In a city with an aboriginal population of more than 40 percent and a history of racial discord, Prince Albert’s Mann Art Gallery is doing what it can to bridge the divide. As with many other cultural organizations in Saskatchewan, the idea of settler-indigenous reconciliation is never far from mind.
Case in point: “New Age Warriors,” part-Dene artist Catherine Blackburn’s brilliant exhibition blending traditional beadwork and modern photography that opened the gallery’s new season this fall. (Note: this ends Oct. 25). Blackburn says she “was thrilled to have a major show” in her home town gallery.

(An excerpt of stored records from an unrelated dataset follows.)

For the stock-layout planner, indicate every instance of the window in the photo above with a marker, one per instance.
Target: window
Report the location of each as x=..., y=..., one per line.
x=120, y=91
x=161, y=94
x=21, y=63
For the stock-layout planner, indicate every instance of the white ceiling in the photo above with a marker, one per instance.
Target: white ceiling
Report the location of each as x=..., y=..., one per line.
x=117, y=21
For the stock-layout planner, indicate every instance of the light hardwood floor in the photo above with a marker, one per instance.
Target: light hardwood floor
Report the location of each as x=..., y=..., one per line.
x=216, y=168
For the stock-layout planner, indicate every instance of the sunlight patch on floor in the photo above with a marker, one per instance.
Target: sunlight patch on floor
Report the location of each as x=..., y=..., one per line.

“We try to be as relevant as possible,” says gallery director/curator Jesse Campbell. “Art can strengthen our community by helping it understand and respect the different perspectives and experiences that artists are displaying. Art is a great way to foster understanding. We’re really engaged with what’s going on in our city and province, and trying to use art as a way to look at all those issues.”
Prince Albert being Saskatchewan’s northernmost city, “There’s no art gallery north of us,” Campbell adds. “That’s something that we’re mindful of.”
The Mann traces its roots back to the ‘70s when it began life as the Little Gallery in the old City Hall building, now known as the Prince Albert Art Centre. In 2003, the Little moved to its present location in the new $12 million E.A. Rawlinson Centre for the Arts, with a name change to Art Gallery of Prince Albert. It took on the Mann name in 2010 when the city’s car dealership Mann family signed on as patrons.
The handsome building, which also houses the John and Olive Diefenbaker Theatre, is guarded by a larger-than-life wolf, its shining yellow eyes ever watchful, the work of Saskatchewan’s pre-eminent sculptor Joe Fafard.
The current space, much larger than the original, houses three galleries. “It’s allowed us to increase the variety of exhibitions,” notes Campbell, with local emerging artists, school kids and community groups rubbing elbows with professionals. “It’s a nice way of giving support to those artists who are just in the process of building their practices.”
Lynda Monahan, current writer-in-residence at the P.A. library and active in the city’s cultural, life, says the gallery “is a real feather in Prince Albert’s cap, bringing people together in celebration of art and instilling in our community a sense of pride, interaction and human connection.”
The Mann has a host of funders*, including the Saskatchewan Art Board, SaskCulture and Sask Lotteries, and Campbell says “we work hard applying for operational funds and a lot of project grants.” Still, Prince Albert’s art gallery gets by on considerably less money than any of those in the province’s other mid-sized cities, like Moose Jaw and Swift Current. She’s quick to add that “we have a positive relationship with the city” – which is the Mann’s landlord, after all – “but we don’t get as much city support as we’d like.”
Despite that, Campbell feels that the presence of galleries in P.A. and other Saskatchewan’s cities “shows that the community needs and wants facilities where they can see and make art.
“We all know Saskatchewan is a conservative place, and you can’t help but wonder how art galleries can fit into that kind of environment. But we have a very vibrant arts community here. It’s a testament to even this facility being built – it was a group of volunteer fund-raisers who spent a decade working to get this building up and running. It says that regardless of whatever kind of social or political climate we’re in, there’s an intrinsic need to engage with art in a variety of ways.”
*The Mann Art Gallery is funded by The Saskatchewan Arts Board, SaskCulture and Sask Lotteries, City of Prince Albert, Diane & Roger Mann of Mann Motor Products, and Canada Council for the Arts.